While I never write anything I don’t mind if the world reads, and my messages for the most part are rare and nothing to gossip about, I don’t like the attitude of the company now where our privacy is concerned. Things you mark as ‘private’ should be just that. Options you previously wished to keep out of public viewing should just be that.

I’ve no influence to cattle people to another site and I’ve no other way to really keep in contact with those I can’t see in person in one area… so I’m not sure where I’m going to go with my account. Dissipate into cyberspace and have people ‘find me’ or create my own social network (tried and failed)?

If people wish to remain on the site knowing that your profiles are reading material for the bored, your private messages might be snickered at by staff if they haven’t already and every move you make on there is being recorded then that’s fine.

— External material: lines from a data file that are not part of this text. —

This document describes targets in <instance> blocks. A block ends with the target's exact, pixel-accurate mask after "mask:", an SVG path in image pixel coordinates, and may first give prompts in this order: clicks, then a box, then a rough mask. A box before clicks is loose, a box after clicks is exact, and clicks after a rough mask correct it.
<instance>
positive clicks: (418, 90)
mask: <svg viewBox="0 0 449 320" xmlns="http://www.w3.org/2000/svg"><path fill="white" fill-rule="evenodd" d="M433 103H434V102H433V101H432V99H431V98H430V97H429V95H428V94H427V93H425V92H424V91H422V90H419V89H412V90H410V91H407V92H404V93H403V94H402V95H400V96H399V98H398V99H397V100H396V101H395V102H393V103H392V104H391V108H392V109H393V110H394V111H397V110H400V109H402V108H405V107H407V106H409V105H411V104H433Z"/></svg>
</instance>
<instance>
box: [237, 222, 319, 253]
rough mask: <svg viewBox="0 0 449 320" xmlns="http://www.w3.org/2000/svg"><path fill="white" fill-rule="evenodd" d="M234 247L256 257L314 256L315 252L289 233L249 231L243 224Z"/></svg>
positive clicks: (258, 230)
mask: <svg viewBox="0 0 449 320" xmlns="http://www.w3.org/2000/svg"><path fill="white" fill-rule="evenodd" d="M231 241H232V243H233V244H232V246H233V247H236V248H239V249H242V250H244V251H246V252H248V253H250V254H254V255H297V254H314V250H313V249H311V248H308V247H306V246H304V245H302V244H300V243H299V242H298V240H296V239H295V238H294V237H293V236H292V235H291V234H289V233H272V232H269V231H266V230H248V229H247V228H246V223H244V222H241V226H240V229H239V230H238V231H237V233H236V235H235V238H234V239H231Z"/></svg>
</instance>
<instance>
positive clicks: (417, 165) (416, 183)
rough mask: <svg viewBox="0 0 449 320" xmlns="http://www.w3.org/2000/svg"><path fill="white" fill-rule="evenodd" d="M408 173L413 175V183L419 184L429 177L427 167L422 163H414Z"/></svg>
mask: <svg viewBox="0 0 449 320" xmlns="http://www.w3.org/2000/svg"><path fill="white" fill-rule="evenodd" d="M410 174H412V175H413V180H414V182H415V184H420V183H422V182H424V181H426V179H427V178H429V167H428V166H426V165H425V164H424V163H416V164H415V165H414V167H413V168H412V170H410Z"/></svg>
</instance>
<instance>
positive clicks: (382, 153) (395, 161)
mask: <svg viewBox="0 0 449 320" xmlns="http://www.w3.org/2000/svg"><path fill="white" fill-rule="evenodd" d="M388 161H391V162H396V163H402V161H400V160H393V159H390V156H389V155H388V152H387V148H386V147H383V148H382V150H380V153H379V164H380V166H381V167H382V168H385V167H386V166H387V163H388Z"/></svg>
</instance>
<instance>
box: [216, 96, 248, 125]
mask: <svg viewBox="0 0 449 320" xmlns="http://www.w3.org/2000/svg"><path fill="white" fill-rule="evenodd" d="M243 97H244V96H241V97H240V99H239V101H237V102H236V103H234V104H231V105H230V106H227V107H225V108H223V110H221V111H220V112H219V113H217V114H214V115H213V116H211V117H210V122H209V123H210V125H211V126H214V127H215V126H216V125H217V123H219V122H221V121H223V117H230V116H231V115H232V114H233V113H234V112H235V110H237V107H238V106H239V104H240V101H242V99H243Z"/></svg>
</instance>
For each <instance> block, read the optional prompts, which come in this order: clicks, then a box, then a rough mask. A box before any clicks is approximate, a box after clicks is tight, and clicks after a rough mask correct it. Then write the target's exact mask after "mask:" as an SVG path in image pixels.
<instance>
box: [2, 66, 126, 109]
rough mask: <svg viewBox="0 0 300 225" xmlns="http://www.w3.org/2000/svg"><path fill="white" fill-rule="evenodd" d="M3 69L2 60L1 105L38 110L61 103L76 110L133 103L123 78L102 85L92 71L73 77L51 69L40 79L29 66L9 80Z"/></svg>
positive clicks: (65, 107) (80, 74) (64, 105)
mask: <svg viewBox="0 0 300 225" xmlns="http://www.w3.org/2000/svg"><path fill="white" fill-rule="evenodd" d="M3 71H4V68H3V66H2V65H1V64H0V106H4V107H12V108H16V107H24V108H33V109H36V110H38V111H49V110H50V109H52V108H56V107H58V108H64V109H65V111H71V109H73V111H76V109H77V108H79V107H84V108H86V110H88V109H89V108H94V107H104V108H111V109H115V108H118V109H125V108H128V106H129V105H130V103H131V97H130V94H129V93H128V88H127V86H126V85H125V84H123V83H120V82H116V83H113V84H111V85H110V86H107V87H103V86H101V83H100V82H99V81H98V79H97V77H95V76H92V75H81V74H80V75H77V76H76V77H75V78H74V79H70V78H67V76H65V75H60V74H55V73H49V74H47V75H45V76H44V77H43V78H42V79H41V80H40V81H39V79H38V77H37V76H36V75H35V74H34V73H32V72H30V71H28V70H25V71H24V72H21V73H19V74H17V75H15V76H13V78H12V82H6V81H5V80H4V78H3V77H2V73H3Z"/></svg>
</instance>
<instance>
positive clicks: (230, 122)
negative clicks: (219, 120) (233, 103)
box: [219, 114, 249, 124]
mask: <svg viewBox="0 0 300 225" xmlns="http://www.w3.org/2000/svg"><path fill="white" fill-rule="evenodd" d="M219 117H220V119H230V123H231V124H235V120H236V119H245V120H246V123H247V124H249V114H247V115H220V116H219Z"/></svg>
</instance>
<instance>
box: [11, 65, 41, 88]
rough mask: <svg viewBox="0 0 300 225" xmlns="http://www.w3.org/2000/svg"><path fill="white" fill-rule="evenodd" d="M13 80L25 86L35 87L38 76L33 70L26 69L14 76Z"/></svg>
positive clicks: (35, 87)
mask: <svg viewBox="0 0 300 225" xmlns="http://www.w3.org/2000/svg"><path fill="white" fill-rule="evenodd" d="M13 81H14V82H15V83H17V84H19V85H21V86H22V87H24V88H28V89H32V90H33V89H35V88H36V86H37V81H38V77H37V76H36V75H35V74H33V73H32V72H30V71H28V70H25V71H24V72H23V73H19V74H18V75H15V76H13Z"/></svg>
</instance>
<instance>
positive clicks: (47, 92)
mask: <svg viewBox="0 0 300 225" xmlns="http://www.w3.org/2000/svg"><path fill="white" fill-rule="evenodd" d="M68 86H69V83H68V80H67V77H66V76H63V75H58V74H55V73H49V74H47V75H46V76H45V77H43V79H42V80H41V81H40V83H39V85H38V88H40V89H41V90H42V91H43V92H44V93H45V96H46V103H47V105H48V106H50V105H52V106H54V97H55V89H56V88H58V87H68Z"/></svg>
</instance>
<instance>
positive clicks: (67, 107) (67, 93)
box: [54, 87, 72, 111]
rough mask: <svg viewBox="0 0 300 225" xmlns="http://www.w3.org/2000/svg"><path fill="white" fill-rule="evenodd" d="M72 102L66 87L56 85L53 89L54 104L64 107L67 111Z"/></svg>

I for one might stay on there, but merely as an observer to see how friends and family are doing, but my participation will remain scarce.

-Dawn

Found on ValleyWag

The abuse of private data by Facebook employees was pretty much inevitable; the simple act of amassing data tends to lead to corruption. What’s sad is how lightly the social network reportedly controls its employees.

There’s a great interview on TheRumpus.net with an anonymous Facebook employee. Here are some of the things she divulges:

  • As of a few months ago, Facebook records and archives information on whose profile you view. (Apparently this was already publicly known.)
  • Facebook has 200-220 million active users, and more than 300 million total accounts, including disabled accounts and potential fakes.
  • At one point, Facebook staff widely used a “master password” that unlocked access to anyone’s account. Use of this password has been “deprecated,” i.e. discouraged, implying the password might still exist and work. What was the password? “With upper and lower case, symbols, numbers, all of the above, it spelled out ‘Chuck Norris,’ more or less. It was pretty fantastic.”
  • The Facebook employee is aware of at least two coworkers being fired for abusing their access to profiles; the employee herself also inappropriately access profiles.
  • Facebook employees can “just query the database” to find your Facebook messages.

The picture that emerges is one of loose internal controls on private data access. Sure, the master password has been replaced by a system in which Facebook staff must log a justification when they view users’ private profile data. But the employee said managers aren’t “on your ass about it,” leaving the door open for situations like this one:

When I first started working there, yes — I used it to view other people’s profiles which I didn’t have permission to visit. I never manipulated their data in any way; however, I did abuse the profile viewing permission at several initial points when I started at Facebook.

It also sounds like controls are lax on Facebook’s backend database:

Your messages are stored in a database, whether deleted or not. So we can just query the database, and easily look at it without every logging into your account. That’s what most people don’t understand.

It seems safe to assume that if this particular employee obtained unauthorized account data, and knows of two other people who did, the practice has been reasonably widespread at Facebook, recent “crackdown” or not.

Sensitive data hoards inevitably attract attempts at unauthorized access. Whether it’s hospital employees peaking at celebrity medical records or federal workers abusing their wiretap access 100 times in two tears (dubiously claiming it was an “accident”), people confronted with a pile of information feel compelled to start digging.

The best protection for a user: Throw as little as possible onto the pile.